Chapter 16. Regular Expressions

Regular expressions provide you with powerful ways to find and modify patterns in text—not only short bits of text such as might be entered at a command prompt but also huge stores of text such as might be found in files on disk.

A regular expression takes the form of a pattern that is compared with a string. Regular expressions also provide the means by which you can modify strings so that, for example, you might change specific characters by putting them into uppercase, you might replace every occurrence of “Diamond” with “Ruby,” or you might read in a file of programming code, extract all the comments, and write out a new documentation file containing all the comments but none of the code. You’ll find out how to write a comment-extraction tool shortly. First, though, let’s take a look at some very simple regular expressions.

Making Matches

Just about the simplest regular expression is a sequence of characters (such as “abc”) that you want to find in a string. A regular expression to match “abc” can be created by placing those letters between two forward slash delimiters, like this: /abc/. You can test for a match using the =˜ operator method like this:

regex0.rb

p( /abc/ =˜ 'abc' )                 #=> 0

If a match is made, an integer representing the character position in the string is returned. If no match is made, nil is returned.

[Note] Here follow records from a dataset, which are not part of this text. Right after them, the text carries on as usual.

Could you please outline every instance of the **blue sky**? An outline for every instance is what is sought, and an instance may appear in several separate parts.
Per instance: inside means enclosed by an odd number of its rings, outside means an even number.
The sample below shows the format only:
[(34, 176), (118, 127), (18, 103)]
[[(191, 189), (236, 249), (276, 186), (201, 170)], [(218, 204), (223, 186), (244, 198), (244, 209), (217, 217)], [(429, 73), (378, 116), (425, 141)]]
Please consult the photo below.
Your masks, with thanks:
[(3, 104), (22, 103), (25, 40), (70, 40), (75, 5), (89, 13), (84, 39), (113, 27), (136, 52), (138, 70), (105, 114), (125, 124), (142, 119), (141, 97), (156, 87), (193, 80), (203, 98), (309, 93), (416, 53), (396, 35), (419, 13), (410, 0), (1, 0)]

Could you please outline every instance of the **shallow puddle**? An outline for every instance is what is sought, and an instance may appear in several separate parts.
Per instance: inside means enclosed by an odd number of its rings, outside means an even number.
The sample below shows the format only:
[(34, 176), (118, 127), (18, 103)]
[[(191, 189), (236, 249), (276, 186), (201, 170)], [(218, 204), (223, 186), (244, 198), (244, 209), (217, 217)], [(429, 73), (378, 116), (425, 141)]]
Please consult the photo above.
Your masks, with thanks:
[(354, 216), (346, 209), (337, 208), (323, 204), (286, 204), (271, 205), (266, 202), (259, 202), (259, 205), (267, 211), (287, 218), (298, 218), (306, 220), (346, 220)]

p( /abc/ =˜ 'xyzabcxyzabc' )        #=> 3
p( /abc/ =˜ 'xycab' )               #=> nil

You can also specify a group of characters, between square brackets, in which case a match will be made with any one of those characters in the string. Here, for example, the first match is made with “c”; then that character’s position in the string is returned:

p( /[abc]/ =˜ 'xycba' )             #=> 2

Although I’ve used forward-slash delimiters in the previous examples, there are alternative ways of defining regular expressions: You can specifically create a new Regexp object initialized with a string, or you can precede the regular expression with %r and use custom delimiters—nonalphanumeric characters—as you can with strings (see Chapter 3). In the following example, I use curly bracket delimiters:

regex1.rb

regex1 = Regexp.new('^[a-z]*$')
regex2 = /^[a-z]*$/
regex3 = %r{^[a-z]*$}

Each of the previous examples defines a regular expression that matches an all-lowercase string (I’ll explain the details of the expressions shortly). These expressions can be used to test strings like this:

def test( aStr, aRegEx )
    if aRegEx =˜ aStr then
        puts( "All lowercase" )
    else
        puts( "Not all lowercase" )
    end
end

test( "hello", regex1 )             #=> matches: "All lowercase"
test( "hello", regex2 )             #=> matches: "All lowercase"
test( "Hello", regex3 )             #=> no match: "Not all lowercase"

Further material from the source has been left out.